Jain has been arrested under criminal sections of the Prevention of Money Laundering Act (PMLA) with the ED case being based on a CBI FIR where he was accused of having laundered money through four companies allegedly linked to him. 

Amid the political standoff, here’s a refresher into the charges levelled by the Enforcement Directorate against Jain:

All about the ED case against Jain

Jain’s arrest is based on an investigation that dates back to 2015-16. The ED alleged that Jain was involved in hawala transactions with a Kolkata-based firm. 

As per the ED chargesheet, the investigation revealed that in 2015-16, when Jain was working in the central public works department, four firms “beneficially owned and controlled by him” received “accommodation entries (a term used for hawala transfers) to the tune of Rs 4.81 crore from shell companies against cash transferred to Kolkata-based entry operators through hawala route.”

In a statement issued last month, the ED had said it issued a provisional order under the PMLA to “attach immovable properties worth Rs 4.81 crore belonging to Akinchan Developers Pvt.
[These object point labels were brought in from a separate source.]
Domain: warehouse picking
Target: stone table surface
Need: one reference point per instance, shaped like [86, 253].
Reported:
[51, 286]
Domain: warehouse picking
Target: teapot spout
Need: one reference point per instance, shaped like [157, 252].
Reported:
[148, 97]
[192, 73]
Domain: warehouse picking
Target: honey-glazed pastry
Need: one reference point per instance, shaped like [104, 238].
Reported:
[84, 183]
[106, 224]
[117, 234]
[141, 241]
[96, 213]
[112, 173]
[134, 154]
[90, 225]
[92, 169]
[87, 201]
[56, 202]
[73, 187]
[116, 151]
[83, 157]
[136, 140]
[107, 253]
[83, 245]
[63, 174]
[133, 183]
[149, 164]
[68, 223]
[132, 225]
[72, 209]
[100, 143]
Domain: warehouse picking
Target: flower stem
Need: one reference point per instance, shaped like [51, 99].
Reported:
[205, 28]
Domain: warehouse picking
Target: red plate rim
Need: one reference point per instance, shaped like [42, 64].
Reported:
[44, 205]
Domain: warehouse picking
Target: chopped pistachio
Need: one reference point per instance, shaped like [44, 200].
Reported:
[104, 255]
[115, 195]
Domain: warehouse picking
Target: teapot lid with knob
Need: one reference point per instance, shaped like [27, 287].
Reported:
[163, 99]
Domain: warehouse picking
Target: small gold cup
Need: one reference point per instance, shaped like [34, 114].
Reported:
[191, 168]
Ltd.; Indo Metal Impex Pvt Ltd; Paryas Infosolutions Pvt. Ltd.; Manglayatan Projects Pvt. Ltd.; J.J. Ideal Estate Pvt. Ltd.; Swati Jain, wife of Vaibhav Jain; Sushila Jain, wife of Ajit Prasad Jain; and Indu Jain, wife of Sunil Jain.”  

“These amounts were utilised for direct purchase of land or for repayment of loan taken for the purchase of agricultural land in and around Delhi,” the ED said.

The persons named in the attachment order are associates and family members of Jain, the officials said.

The money laundering case against the Delhi minister stems from an August 2017 FIR filed by the CBI against him and others on charges of alleged possession of disproportionate assets (DA).

A charge sheet was filed by the CBI in December 2018 stating that the alleged DA was to the tune of Rs 1.47 crore, about 217 per cent more than his known sources of income, during 2015-17.

The Income Tax Department had also probed these transactions and issued an order attaching “benami assets” allegedly linked to Jain.

What is PMLA Act?

PMLA, 2002 is an act to prevent money-laundering. This enables the law enforcement agencies to confiscate property acquired through illegal activities including money laundering and hawala transactions. It was introduced to fight against the criminal offence of legalising the income from an illegal source.

What if crime under PMA is established?

If the charges under PMLA are established against the accused, the central agency can seize or free property obtained with the proceeds of crime. 

Any person who commits the offence of money laundering shall be punishable with rigorous imprisonment for a minimum term of three years and this may extend up to seven years.